= Matthew of Moncada =

Matthew of Moncada was count of Aderno and Agosta, the grand seneschal of the Kingdom of Sicily under Frederick the Simple.

He was the son of William Raymond II of Moncada and his wife, Margaret Sclafani.

He was twice appointed as vicar-general for the twin duchy of Athens and Neopatras, in 1359–61 and again 1363–66. The latter appointment came after the de facto ruler of the duchies, the marshal Roger de Llúria, had admitted a Turkish garrison into Thebes to strengthen his own position. The inhabitants of the duchy sent a delegation to the King, who in August 1363 appointed Matthew to the post—reportedly for life—with the task of restoring order. He did not himself go to Greece, but the troops he sent were heavily defeated by Roger de Llúria and his men.
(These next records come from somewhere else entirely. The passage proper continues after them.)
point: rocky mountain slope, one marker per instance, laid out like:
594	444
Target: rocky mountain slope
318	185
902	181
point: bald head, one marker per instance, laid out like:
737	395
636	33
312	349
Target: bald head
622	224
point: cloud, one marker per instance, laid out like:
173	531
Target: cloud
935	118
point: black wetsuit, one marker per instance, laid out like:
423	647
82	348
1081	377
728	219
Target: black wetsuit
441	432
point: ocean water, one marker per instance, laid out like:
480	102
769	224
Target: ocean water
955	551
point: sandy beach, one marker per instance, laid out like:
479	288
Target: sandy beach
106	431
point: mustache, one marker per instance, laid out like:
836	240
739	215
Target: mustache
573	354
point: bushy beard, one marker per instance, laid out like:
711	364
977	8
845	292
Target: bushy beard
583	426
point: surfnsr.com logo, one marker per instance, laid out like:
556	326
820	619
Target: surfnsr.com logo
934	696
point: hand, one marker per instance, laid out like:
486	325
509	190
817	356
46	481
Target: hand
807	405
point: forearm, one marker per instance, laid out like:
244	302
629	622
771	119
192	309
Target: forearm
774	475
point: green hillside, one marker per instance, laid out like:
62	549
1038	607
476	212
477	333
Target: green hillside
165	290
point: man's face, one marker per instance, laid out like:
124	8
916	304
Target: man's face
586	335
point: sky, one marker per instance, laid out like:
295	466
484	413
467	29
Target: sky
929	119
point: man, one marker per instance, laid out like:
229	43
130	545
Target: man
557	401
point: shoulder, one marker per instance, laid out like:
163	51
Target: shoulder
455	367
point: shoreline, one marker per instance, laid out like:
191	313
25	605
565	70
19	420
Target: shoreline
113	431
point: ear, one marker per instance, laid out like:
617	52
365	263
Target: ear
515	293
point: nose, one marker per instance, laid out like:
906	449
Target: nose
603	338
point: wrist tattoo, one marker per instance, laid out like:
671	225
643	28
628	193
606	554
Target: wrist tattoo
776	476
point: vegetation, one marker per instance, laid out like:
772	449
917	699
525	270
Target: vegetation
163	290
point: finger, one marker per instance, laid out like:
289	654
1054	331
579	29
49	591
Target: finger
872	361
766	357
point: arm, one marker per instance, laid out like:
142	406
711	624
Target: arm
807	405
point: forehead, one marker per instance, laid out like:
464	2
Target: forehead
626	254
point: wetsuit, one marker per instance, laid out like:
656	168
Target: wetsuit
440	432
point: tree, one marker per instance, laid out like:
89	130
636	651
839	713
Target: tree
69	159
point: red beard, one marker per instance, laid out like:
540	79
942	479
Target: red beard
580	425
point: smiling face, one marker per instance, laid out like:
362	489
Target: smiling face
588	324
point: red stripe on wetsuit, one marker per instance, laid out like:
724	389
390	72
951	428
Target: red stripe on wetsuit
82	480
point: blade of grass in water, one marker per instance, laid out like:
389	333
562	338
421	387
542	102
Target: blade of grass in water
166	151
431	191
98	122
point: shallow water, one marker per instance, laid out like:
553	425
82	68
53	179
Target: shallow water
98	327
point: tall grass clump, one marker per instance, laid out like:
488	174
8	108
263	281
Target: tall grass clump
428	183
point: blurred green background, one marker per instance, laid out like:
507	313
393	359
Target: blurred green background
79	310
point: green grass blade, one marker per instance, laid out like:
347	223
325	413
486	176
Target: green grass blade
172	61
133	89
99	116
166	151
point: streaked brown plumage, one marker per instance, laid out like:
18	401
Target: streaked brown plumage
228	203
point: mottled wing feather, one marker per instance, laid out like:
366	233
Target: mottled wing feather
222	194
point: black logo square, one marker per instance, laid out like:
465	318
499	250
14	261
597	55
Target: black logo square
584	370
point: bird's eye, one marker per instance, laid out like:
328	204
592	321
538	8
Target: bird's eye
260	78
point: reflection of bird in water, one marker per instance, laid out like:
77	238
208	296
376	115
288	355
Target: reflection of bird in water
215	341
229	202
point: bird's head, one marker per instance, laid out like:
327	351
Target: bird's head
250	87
As Roger de Llúria was also engaged in a conflict with the Venetian colony of Negroponte, and due to the danger posed by his Turkish troops to all Christian states of Greece, a coalition comprising Venice, the Knights Hospitaller, the Principality of Achaea, and the Byzantine province of Mystras had formed, which defeated Roger's Turks in a naval battle off Megara and forced him to come to terms in 1365. Despite the fact that the Catalan lords of Athens were now willing to affirm their submission to the King, Moncada was reluctant to go to Greece, where the situation was unstable and perilous; as a result, King Frederick was forced to legitimize Roger de Llúria's power and acknowledge him as vicar-general in late 1366.